How would you like to reduce your travel budget and skip out on keynote presentations at the remaining trade shows this year? If I were to summarize the overall theme of every trade show and industry event over the past three years, it would be this: the rate of change in telecommunications is so swift that it’s outpacing communications service providers’ ability to evolve.

We’ve all heard the data. When the analyst firm Ovum researched the impact of social messaging on CSPs’ revenues, two disturbing trends came into focus: over-the-top (OTT) social messaging is leeching billions of dollars, and this trend is rapidly accelerating. Similarly, Ovum estimates that despite the growth in mobile connections worldwide, traditional voice revenues will continue to slide. Likewise, Chetan Sharma Consulting predicts that 2013 will be the last year in which voice revenues exceed mobile-data revenues. As you can see in figure 1 below, the revenue mix for CSPs is rapidly changing, with new digital services and mobile data forming the foundation of the future.

CSPs certainly face numerous risks and challenges as the market changes, but the opportunities in the emerging digital economy are equally significant. Telefónica formed Telefónica Digital in September 2011, and by the following summer it estimated that the new unit could bring in five billion euro, or roughly $6.2 billion, in new revenue by 2015. The new digital economy is a trillion-dollar opportunity, but how do CSPs get from point A to point B?

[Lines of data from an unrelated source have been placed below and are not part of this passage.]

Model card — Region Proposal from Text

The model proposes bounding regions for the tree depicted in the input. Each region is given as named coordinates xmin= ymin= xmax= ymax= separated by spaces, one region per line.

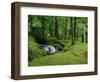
xmin=65 ymin=18 xmax=68 ymax=39
xmin=74 ymin=17 xmax=76 ymax=42
xmin=70 ymin=17 xmax=75 ymax=45
xmin=55 ymin=17 xmax=59 ymax=38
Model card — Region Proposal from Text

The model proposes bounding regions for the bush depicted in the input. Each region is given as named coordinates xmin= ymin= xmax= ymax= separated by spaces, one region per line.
xmin=28 ymin=36 xmax=46 ymax=61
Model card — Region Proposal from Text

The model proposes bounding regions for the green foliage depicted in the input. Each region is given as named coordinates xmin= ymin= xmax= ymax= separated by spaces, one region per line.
xmin=28 ymin=15 xmax=88 ymax=66
xmin=29 ymin=42 xmax=87 ymax=66
xmin=28 ymin=36 xmax=46 ymax=61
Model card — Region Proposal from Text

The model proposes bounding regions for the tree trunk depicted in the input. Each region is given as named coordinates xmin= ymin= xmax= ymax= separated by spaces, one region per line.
xmin=42 ymin=16 xmax=45 ymax=36
xmin=70 ymin=17 xmax=75 ymax=45
xmin=74 ymin=17 xmax=76 ymax=42
xmin=55 ymin=17 xmax=59 ymax=38
xmin=65 ymin=18 xmax=67 ymax=39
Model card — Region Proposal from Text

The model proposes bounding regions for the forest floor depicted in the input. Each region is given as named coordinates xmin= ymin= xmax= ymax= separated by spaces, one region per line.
xmin=28 ymin=42 xmax=88 ymax=66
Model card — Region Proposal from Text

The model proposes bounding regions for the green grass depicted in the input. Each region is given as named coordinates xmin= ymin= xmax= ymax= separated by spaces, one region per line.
xmin=28 ymin=42 xmax=87 ymax=66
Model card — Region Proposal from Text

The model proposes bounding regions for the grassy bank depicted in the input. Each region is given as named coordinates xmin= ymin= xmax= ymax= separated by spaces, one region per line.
xmin=28 ymin=42 xmax=87 ymax=66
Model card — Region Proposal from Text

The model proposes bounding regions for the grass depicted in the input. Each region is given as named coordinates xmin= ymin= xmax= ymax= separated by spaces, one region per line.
xmin=28 ymin=42 xmax=87 ymax=66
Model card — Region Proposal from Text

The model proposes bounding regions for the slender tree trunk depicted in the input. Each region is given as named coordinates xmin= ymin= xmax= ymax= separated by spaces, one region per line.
xmin=65 ymin=18 xmax=67 ymax=39
xmin=49 ymin=18 xmax=54 ymax=37
xmin=55 ymin=17 xmax=59 ymax=38
xmin=76 ymin=27 xmax=79 ymax=40
xmin=42 ymin=16 xmax=45 ymax=36
xmin=70 ymin=17 xmax=75 ymax=45
xmin=85 ymin=31 xmax=88 ymax=43
xmin=81 ymin=24 xmax=85 ymax=43
xmin=74 ymin=17 xmax=76 ymax=42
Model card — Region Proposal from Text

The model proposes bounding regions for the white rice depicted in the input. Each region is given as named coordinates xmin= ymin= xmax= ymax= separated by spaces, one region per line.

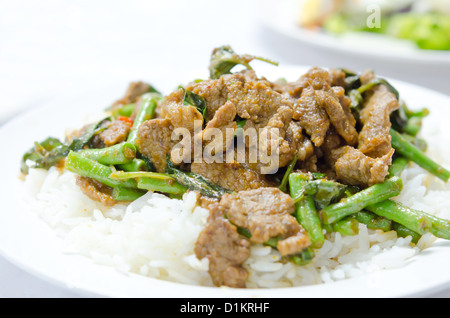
xmin=16 ymin=119 xmax=450 ymax=288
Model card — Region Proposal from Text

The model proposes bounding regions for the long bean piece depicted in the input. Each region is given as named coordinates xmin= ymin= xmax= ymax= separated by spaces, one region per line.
xmin=390 ymin=128 xmax=450 ymax=182
xmin=319 ymin=177 xmax=403 ymax=224
xmin=65 ymin=151 xmax=136 ymax=188
xmin=127 ymin=93 xmax=161 ymax=143
xmin=366 ymin=200 xmax=450 ymax=240
xmin=110 ymin=171 xmax=187 ymax=195
xmin=289 ymin=173 xmax=325 ymax=248
xmin=78 ymin=142 xmax=136 ymax=165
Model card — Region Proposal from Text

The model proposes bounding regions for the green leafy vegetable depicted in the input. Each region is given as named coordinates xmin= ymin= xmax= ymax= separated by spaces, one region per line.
xmin=166 ymin=156 xmax=232 ymax=198
xmin=181 ymin=87 xmax=207 ymax=118
xmin=20 ymin=119 xmax=106 ymax=174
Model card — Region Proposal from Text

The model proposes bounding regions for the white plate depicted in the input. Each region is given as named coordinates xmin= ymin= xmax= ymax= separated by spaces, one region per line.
xmin=259 ymin=0 xmax=450 ymax=65
xmin=0 ymin=66 xmax=450 ymax=298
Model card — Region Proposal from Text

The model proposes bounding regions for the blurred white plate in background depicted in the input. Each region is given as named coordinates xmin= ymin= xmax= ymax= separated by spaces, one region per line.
xmin=259 ymin=0 xmax=450 ymax=66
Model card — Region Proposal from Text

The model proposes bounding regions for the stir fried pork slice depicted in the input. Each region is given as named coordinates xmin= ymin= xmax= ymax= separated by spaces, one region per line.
xmin=99 ymin=120 xmax=131 ymax=147
xmin=331 ymin=146 xmax=394 ymax=186
xmin=281 ymin=66 xmax=332 ymax=100
xmin=195 ymin=203 xmax=250 ymax=288
xmin=138 ymin=118 xmax=175 ymax=172
xmin=358 ymin=85 xmax=400 ymax=158
xmin=259 ymin=106 xmax=297 ymax=169
xmin=315 ymin=88 xmax=358 ymax=146
xmin=285 ymin=120 xmax=314 ymax=161
xmin=202 ymin=101 xmax=237 ymax=154
xmin=228 ymin=77 xmax=293 ymax=128
xmin=292 ymin=87 xmax=330 ymax=147
xmin=220 ymin=187 xmax=310 ymax=256
xmin=161 ymin=89 xmax=203 ymax=135
xmin=191 ymin=162 xmax=273 ymax=191
xmin=75 ymin=175 xmax=117 ymax=206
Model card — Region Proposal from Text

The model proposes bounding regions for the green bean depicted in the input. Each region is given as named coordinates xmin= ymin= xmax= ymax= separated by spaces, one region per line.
xmin=366 ymin=200 xmax=450 ymax=239
xmin=319 ymin=177 xmax=403 ymax=224
xmin=289 ymin=173 xmax=325 ymax=248
xmin=127 ymin=93 xmax=161 ymax=144
xmin=389 ymin=156 xmax=410 ymax=177
xmin=328 ymin=216 xmax=359 ymax=236
xmin=65 ymin=151 xmax=136 ymax=188
xmin=137 ymin=177 xmax=188 ymax=194
xmin=112 ymin=104 xmax=135 ymax=118
xmin=355 ymin=210 xmax=392 ymax=232
xmin=110 ymin=171 xmax=187 ymax=194
xmin=117 ymin=158 xmax=148 ymax=171
xmin=112 ymin=187 xmax=147 ymax=201
xmin=392 ymin=222 xmax=422 ymax=244
xmin=78 ymin=142 xmax=136 ymax=165
xmin=390 ymin=129 xmax=450 ymax=182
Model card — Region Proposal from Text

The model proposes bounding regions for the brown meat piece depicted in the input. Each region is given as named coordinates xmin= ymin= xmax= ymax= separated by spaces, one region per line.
xmin=228 ymin=77 xmax=292 ymax=128
xmin=259 ymin=106 xmax=297 ymax=169
xmin=195 ymin=203 xmax=250 ymax=288
xmin=191 ymin=162 xmax=272 ymax=191
xmin=220 ymin=187 xmax=310 ymax=256
xmin=161 ymin=89 xmax=203 ymax=135
xmin=285 ymin=120 xmax=314 ymax=161
xmin=99 ymin=120 xmax=131 ymax=147
xmin=202 ymin=102 xmax=237 ymax=155
xmin=282 ymin=67 xmax=332 ymax=100
xmin=186 ymin=70 xmax=273 ymax=121
xmin=138 ymin=118 xmax=175 ymax=172
xmin=358 ymin=85 xmax=400 ymax=158
xmin=331 ymin=146 xmax=394 ymax=186
xmin=75 ymin=175 xmax=117 ymax=206
xmin=292 ymin=87 xmax=330 ymax=147
xmin=315 ymin=88 xmax=358 ymax=146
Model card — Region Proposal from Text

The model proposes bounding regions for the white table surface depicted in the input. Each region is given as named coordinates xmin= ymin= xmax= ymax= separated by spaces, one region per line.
xmin=0 ymin=0 xmax=450 ymax=298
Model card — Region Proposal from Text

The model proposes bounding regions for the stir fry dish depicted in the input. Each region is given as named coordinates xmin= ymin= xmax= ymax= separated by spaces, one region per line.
xmin=21 ymin=46 xmax=450 ymax=288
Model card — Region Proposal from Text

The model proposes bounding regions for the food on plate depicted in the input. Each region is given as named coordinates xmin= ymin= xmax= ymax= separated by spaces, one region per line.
xmin=21 ymin=46 xmax=450 ymax=288
xmin=299 ymin=0 xmax=450 ymax=50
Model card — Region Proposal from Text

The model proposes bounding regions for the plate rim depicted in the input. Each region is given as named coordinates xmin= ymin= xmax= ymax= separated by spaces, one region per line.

Approaching these challenges with legacy tool kits is like bringing a slide rule into a physics lab and attempting to perform calculations as quickly as scientists using graphing calculators. CSPs must transform the way they do business and create automated, repeatable, scalable process flows. The best place to start is by standardizing the way in which services and products are modeled, expressed, sold, and delivered.

Catalog consolidation

In order to compete in the digital economy, CSPs must essentially become digital-services retailers of hundreds, if not thousands, of products. They must be able to rapidly design, sell, launch, and scale solutions, integrate their offerings seamlessly with third-party solutions and numerous partners, and constantly manage dynamic promotions and incentive bundling to stay ahead of competitors and meet the needs of an increasingly demanding user base. To top it all off, there are more sales channels than ever before.

In order to accommodate these demands, the way in which products and services, not to mention their interdependencies and network requirements, are modeled and defined must be standardized throughout a product’s entire life cycle. However, for most CSPs this goal hasn’t been realized. More often than not the modus operandi is disparate, siloed legacy systems that have been stitched together over years of corporate consolidation, making everything from selling customized business products to launching new services a time-consuming, expensive chore.

In place of standardized systems, the sales teams of some of the larger CSPs still rely on Microsoft Excel to capture orders, but you can’t effectively offer and sell a new product unless you know exactly what you’re pitching and how it interacts with the network services it requires—these complex figures and interdependencies can’t be accurately expressed on a spreadsheet in an automated fashion. It’s no wonder CSPs experience high rates of order fallout and suffer from limited agility; one leading provider’s chief information officer, who spoke on condition of anonymity, estimated that his company’s rate of order fallout hovers at around 70 percent.